Un insecte, la chrysomèle, est la bête noire des agriculteurs de maïs aux États-Unis. Plus précisément la larve de ce coléoptère 1 qui prolifère dans les racines de maïs source exclusive de leur nourriture, causant alors des pertes considérables pour les récoltes. Ce petit coléoptère n’apparaît en France qu’en 2002 et déjà à l’époque l’Institut National de Recherches Agronomiques s’était penché sur des solutions de lutte. Une des principales solutions, assez soft finalement, fut de préconiser la rotation des cultures afin de tarir la principale source alimentaire. Monsanto, société bien connue pour ses recherches génétiques avait trouvé alors le filon : proposer des graines de maïs modifiées génétiquement afin de faire fuir ces larves. La stratégie OGM était née.

Ce maïs génétiquement modifié (OGM) pouvait en effet générer de lui même une toxine 2 fatale à la larve.
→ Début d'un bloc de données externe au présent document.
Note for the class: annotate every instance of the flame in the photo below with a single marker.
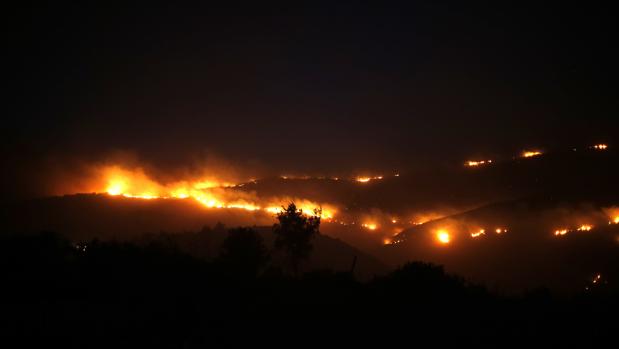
(531, 153)
(363, 179)
(475, 163)
(210, 192)
(478, 233)
(371, 226)
(585, 227)
(443, 237)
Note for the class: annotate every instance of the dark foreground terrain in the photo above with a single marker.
(149, 294)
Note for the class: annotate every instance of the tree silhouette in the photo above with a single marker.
(243, 252)
(293, 234)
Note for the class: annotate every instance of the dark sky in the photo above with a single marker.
(333, 86)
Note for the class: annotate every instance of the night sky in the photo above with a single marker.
(329, 87)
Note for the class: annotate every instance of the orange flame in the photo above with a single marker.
(531, 153)
(475, 163)
(210, 192)
(478, 233)
(443, 237)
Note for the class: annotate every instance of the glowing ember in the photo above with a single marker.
(443, 237)
(473, 163)
(585, 227)
(478, 233)
(211, 193)
(371, 226)
(367, 179)
(530, 154)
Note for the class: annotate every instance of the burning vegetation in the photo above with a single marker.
(530, 153)
(477, 163)
(210, 192)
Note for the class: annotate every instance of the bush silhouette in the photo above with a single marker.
(293, 234)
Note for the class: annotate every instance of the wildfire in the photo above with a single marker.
(443, 237)
(585, 227)
(531, 153)
(371, 226)
(475, 163)
(478, 233)
(367, 179)
(211, 193)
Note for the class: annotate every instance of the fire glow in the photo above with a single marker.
(367, 179)
(478, 233)
(370, 226)
(531, 153)
(475, 163)
(209, 192)
(443, 237)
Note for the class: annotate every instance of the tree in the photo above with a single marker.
(293, 234)
(243, 252)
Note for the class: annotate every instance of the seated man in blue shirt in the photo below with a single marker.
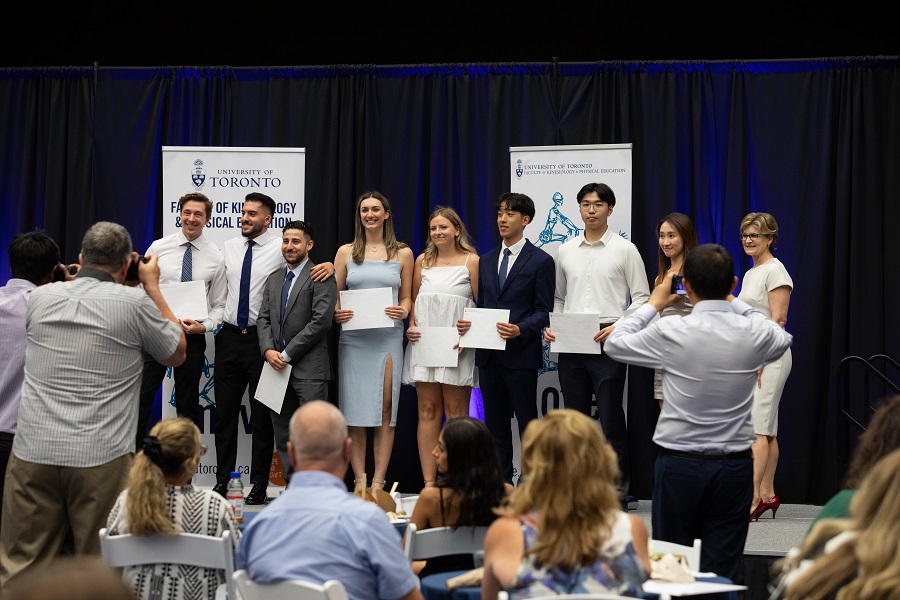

Cette stratégie a certainement été un grand succès, d’une part parce que Monsanto s’est considérablement enrichi avec sa découverte (et brevet) en couvrant 45% des cultures de maïs en 2009 aux USA, et d’autre part, le rendement de culture a été considérablement amélioré. Tout le monde trouvait son intérêt, hormis le consommateur, et le législateur avait quelque peu réglementé l’implantation d’OGM en imposant un quota maximum.
En effet, la loi impose de planter au moins 20% de maïs non OGM dans un même secteur. Néanmoins cette mesure qui pouvait certes rassurer le consommateur méfiant, avait surtout pour objectif de réserver une zone tampon dans laquelle l’insecte pouvait survivre et proliférer. Ainsi ces sales bestioles ne risquaient pas de muter faute de milieu de vie. Monsanto qui avait poussé le luxe de vendre des lots mixtes de graines de maïs pouvait dormir tranquille, les cultivateurs également.

greenpeace non OGM

C’était sans compter sur l’incroyable faculté d’adaptation des insectes. Les insectes rappelons-le est le phylum le mieux adapté à la vie en milieu aérien. Doté d’un exosquelette, sa taille demeure limitée mais l’autorise à conquérir tous les espaces 3. Ces facultés adaptatives sont le cauchemar des cultivateurs qui tentent par tous les moyens d’en minimiser les conséquences sur leurs cultures. Diabrotica (notre petite bestiole avide de maïs) n’échappe pas à cette constante, et se développe aujourd’hui sur les champs de soja. Elles restent alors sur place, prolifèrent et se retrouvent donc sous les jets de tonnes de pesticides. Chose que voulait éviter tout le monde, pour des raisons économiques comme stratégiques. En effet, le coléoptère s’est désormais adapté, et offre des souches résistantes aux pesticides. Ces souches nouvelles, des mutations, qui sont donc transmises de générations en générations, risquent à terme de rendre les maïs OGM totalement inefficaces. La nature va ainsi plus vite que la science.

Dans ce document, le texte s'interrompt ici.